Nasal Tip Ptosis Or A Drooping Nose (Long Nose) occurs if the tip of the nose is longer than what is deemed ideal. Ideal varies between male and female noses. An elongated nose gives the appearance of an older person and may occur from excessive tip cartilages, elongated shape of the tip cartilages, lack of bony support to the tip, osteoporosis of the maxilla (supporting bone of the nasal tip and upper teeth), or loosening of the ligaments and connective tissue which occur with age.

The loss of maxillary support may enhance or worsen nasal tip ptosis. A previous rhinoplasty may cause loss of nasal tip support and this may become worse as the person ages. Sometimes this drooping nasal tip can have a functional implication as well and cause nasal obstruction. A test one can do is to push up on the nasal tip in the nasal examination and the patient's breathing improves. Dr.

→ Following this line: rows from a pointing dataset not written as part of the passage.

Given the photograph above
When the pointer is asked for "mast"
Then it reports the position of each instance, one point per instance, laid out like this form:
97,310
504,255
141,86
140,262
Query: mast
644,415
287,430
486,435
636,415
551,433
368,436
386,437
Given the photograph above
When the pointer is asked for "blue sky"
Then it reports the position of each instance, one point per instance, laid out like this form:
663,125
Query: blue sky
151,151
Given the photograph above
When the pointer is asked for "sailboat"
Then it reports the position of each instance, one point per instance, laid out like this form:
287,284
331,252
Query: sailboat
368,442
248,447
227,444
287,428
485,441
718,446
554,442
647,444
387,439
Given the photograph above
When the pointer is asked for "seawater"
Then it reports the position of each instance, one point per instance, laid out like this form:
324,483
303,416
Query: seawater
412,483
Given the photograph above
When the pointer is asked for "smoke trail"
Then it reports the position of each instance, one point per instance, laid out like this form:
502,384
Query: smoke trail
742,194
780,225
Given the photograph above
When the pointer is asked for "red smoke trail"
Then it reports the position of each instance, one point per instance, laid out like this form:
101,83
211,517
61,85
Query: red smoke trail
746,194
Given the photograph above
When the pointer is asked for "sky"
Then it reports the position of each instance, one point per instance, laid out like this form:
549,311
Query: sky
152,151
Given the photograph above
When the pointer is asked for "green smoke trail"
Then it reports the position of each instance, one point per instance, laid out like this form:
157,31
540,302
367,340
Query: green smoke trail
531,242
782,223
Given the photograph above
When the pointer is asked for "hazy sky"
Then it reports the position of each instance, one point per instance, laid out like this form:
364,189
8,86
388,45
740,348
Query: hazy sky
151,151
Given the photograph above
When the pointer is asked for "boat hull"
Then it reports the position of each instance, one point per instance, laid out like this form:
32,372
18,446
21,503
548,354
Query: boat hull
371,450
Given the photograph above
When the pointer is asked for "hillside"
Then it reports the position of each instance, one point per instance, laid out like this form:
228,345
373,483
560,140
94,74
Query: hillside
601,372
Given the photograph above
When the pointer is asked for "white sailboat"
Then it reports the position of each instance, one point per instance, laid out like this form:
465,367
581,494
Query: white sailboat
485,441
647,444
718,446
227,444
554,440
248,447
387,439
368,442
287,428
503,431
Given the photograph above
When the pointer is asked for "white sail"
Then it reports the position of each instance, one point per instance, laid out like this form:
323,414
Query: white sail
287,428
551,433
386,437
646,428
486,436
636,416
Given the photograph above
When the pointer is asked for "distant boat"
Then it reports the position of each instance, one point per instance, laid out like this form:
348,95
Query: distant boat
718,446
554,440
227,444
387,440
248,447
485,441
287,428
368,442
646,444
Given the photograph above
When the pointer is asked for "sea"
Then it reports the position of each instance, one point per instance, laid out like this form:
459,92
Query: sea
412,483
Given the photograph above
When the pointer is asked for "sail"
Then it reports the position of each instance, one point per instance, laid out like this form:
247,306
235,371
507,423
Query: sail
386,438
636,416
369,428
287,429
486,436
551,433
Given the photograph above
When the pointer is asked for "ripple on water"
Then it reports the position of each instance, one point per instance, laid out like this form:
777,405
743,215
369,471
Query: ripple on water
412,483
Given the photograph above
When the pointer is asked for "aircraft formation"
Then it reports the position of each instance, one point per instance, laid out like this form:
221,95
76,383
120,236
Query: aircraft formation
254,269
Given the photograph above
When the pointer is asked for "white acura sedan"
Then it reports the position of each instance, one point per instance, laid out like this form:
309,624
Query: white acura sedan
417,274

Sam Rizk, a New York Facial plastic surgeon and rhinoplasty expert, discusses the functional and cosmetic implications of nasal tip ptosis in his recent teaching at the Brazilian Society of Plastic Surgeons where he lectured on "rhinoplasty in the 21st century future direction and advances".

The first step is to diagnose this condition. Nasal tip angle and rotation is determined by drawing a line from the tip-defining points to the alar crease and measuring this angle in relation to the vertical facial plane. The preferred angle is 90-115 degrees but varies between men and women. In women, it should ideally be 100 degrees and in men 90 degrees. The tip cartilages (lower lateral cartilages) create an arch that begins medially in the columella and extend laterally. The curvature, strength, resiliency and size of the lower lateral cartilages, as well as their association with the nasal septum determine the shape of the nasal tip. The position of the nasal tip is also determined by the connective tissue attachments to the nasal septum as well as the upper lateral cartilage (the upper lateral cartilage forms the middle part of the nose above the nasal tip). A long septum or upper lateral cartilage may push the tip down towards the upper lip. The depressor septi muscle also acts to pull the nasal tip down and this event usually happens with smiling. It is important to ask the patient to smile during the consultation to evaluate this muscle. It is also important to ask the patient if they have difficulty breathing to determine if a functional issue is involved in addition to a cosmetic deformity. Some ethnic noses such as the Middle eastern/Mediterranean noses tend to have a drooping nasal tip.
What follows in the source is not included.